Detection of Chlamydia pneumoniae in the cerebrospinal fluid of patients with multiple sclerosis by combination of cell culture and PCR : no evidence for possible association

Mol Diagn. 2003 Mar;7(1):41-3
Chatzipanagiotou S, Tsakanikas C, Anagnostouli M, Rentzos M, Ioannidis A, Nicolaou C.
Department of Clinical Microbiology, Medical School of Athens, Aeginition Hospital, Athens, Greece.


During the course of multiple sclerosis (MS) intrathecal oligoclonal IgGs are present in the cerebrospinal fluid (CSF).

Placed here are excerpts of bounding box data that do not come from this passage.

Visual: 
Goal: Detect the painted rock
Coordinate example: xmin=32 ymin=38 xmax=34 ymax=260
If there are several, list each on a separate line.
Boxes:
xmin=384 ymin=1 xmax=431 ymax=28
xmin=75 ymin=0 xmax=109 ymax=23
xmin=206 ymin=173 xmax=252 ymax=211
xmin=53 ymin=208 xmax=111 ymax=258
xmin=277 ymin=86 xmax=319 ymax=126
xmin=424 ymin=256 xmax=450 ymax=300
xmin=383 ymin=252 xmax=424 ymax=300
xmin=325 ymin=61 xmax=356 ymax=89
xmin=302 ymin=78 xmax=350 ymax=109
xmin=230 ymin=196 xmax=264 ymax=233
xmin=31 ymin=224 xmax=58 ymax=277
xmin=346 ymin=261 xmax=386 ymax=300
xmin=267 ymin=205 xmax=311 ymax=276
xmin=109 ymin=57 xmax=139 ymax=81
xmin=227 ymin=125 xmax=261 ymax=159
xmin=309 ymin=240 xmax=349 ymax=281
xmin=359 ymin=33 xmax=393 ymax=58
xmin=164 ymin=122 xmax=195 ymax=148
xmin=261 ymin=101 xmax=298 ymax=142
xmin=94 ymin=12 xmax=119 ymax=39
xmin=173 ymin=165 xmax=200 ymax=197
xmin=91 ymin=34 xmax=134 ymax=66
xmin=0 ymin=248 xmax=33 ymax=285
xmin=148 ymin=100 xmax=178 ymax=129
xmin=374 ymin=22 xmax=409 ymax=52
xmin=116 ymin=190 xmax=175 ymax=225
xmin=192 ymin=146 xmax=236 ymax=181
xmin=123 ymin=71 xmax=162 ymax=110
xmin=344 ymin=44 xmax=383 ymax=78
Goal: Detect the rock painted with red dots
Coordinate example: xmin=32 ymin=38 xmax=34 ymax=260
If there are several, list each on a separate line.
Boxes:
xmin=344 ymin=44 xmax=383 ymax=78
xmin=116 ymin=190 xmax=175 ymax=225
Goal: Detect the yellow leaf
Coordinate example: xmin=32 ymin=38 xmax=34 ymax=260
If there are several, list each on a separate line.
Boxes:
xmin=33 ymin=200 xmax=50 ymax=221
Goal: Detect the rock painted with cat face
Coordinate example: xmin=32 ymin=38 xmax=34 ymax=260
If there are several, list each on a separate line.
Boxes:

The intracellular human pathogen Chlamydia pneumoniae may play a role either as a causative pathogenetic agent in the disease, or C. pneumoniae-infected MS patients could be immunologically less able to clear the agent from the central nervous system (CNS).


CSF samples were studied in 100 individuals - 70 MS patients and 30 age-matched controls with other neurological diseases.

CSF was taken by lumbal puncture; cell cultures were performed by the cell vial technique, followed by a 4-day incubation at 37 degrees C.

A nested PCR was performed.


C. pneumoniae was detectable in the CSF of only 2.9% of the MS patients and none of control patients (with no significant difference between the MS patients and controls).

IgG antibodies were positive in only 1.43% of the MS patients and 3.33% of the controls.

IgA antibodies were positive in 6.66% of the control patients and none of the patients were positive for IgM antibodies.

There was no statistically significant difference between the two groups of patients with respect to the three antibody classes.


The results confirm the high leave of controversy surrounding a possible link between C. pneumoniae and MS, and the matter requires further thorough investigation.